Summary and Conclusion

We can see that the diversity of movies recommended to the first user has been increased when combine with the Popular algorithm and even more diversified when combine with both Popular and Random algorithms. This happens the same to the top 10 most recommended movies.

From the evaluation results, we can see that increase the diversity by adding popular algorithm to both of User-Based CF and Funk SVD models, decrease the RMSE. But, we can clearly see from the ROC curves that the UBCF model achieves higher True Positive Rate (TPR) for any given level of False Negative Rate (FPR) and has the highest area under the curve (AUC). While the AUC for both SVDF and hybrid models about the same in this case. The higher the AUC, the higher number of relevant recommendations (true positives) for the same level of non-relevant recommendations (false positives) is produced. In addition to that, the UBCF model also has the highest AUC in Precision-Recall curves and achieves higher Precision for any given level of Recall. Also, we can see the SVDF model has higher AUC than the hybrid model. You notice that the values of Recall is smaller than the Precision values. This low recall and high precision means that the SVDF model is only returning few relevant recommendations but highly accurate.

The recommender systems can be evaluated offline or online. The idea of creating these recommender systems is to evaluate and use them in production setting. Offline evaluations test the effectiveness of the system on a certain dataset in this case MovieLens dataset, online evaluation attempts to evaluate the system with a method called A/B Testing where we have two different recommender system and part of the users are served with these two different recommender systems separately. Based on certain metrics such as CTR(Click Through Rate), and with the assumption of certain factors are comparable between the two recommender systems (latency and complexity), whichever recommender system has better score would get chosen to be used in production. Offline evaluations are easier and reproducible; however, since the recommender system we deploy will live online performance of the selected recommender system may not be as good as expected.

As an example, with online evaluation, let’s say we would deploy UBCF recommender system to production and serve group of users “A”, and then we deploy SVDF system to production at the same time and serve to group of users “B”, we can further look at the Click Through Rate of suggested movies for users, the user behavior of such as the parts of the user interface they visit to (for example, if the recommender system is deployed in production for an app, see if users are going to the description section for the suggested movies, or if they are watching the preview trailer of the movie or if they are directly starting the stream of the movie and etc…). One important part of the online evaluation is that the Group A and B should not be segmented based on a target audience in order to evaluate the recommender systems. With offline evaluation, we are looking at the certain measures such as RMSE, ROC Curve and overall looking for accuracy; however, with online recommendation we are able to see how the recommender engine works with the app or product it is deployed to.
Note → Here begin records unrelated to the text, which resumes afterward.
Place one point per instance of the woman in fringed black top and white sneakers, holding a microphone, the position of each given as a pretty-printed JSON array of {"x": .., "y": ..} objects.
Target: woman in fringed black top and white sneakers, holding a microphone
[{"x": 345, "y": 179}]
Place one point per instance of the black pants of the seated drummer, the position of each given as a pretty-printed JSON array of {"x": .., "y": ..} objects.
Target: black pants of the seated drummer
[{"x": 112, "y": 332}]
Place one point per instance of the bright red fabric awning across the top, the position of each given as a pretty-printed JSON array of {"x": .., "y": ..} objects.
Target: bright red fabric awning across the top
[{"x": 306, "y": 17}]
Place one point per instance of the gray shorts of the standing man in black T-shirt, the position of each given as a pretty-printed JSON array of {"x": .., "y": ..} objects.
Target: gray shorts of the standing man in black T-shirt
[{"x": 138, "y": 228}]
In terms of designing an online evaluation environment, we can follow the below steps:

  • Out of the total population, create a random sample set of Group A and Group B

  • Deploy Model UBCF to production with the Product (Webapp, app and etc…) and serve to sample Group A

  • Deploy Model SVDF to production with the Product (Webapp, app and etc…) and serve to sample Group B

  • Review Metrics such as CTR, User Journey and Interaction, latency, performance, cost of the recommender engine in production for both Models.

  • Create Evaluation based on user retention, click through rate and final ratings based on recommendations provided by the system.

At the end of the day, from a business perspective, we are looking at how the product that has the recommender system works and if it is efficient in terms of usability rather than just accuracy of the model.

Reference

Gorakala, K.G. & Usuelli, M. (2015, Sept). Building a Recommendation System with R (pp. 50-92). Packt Publishing Ltd.

Hashler, M. & Vereet, B. (2019, Aug 27). Package ‘recommenderlab’. CRAN. Retrieved from https://cran.r-project.org/web/packages/recommenderlab/recommenderlab.pdf.

Gebremeskel, G.G. & Vries, A.P. (2016). Recommender System Evaluations: Offline, Online, Time and A/A Test. CEUR Workshop Proceedings. Retrieved from http://ceur-ws.org/Vol-1609/16090642.pdf.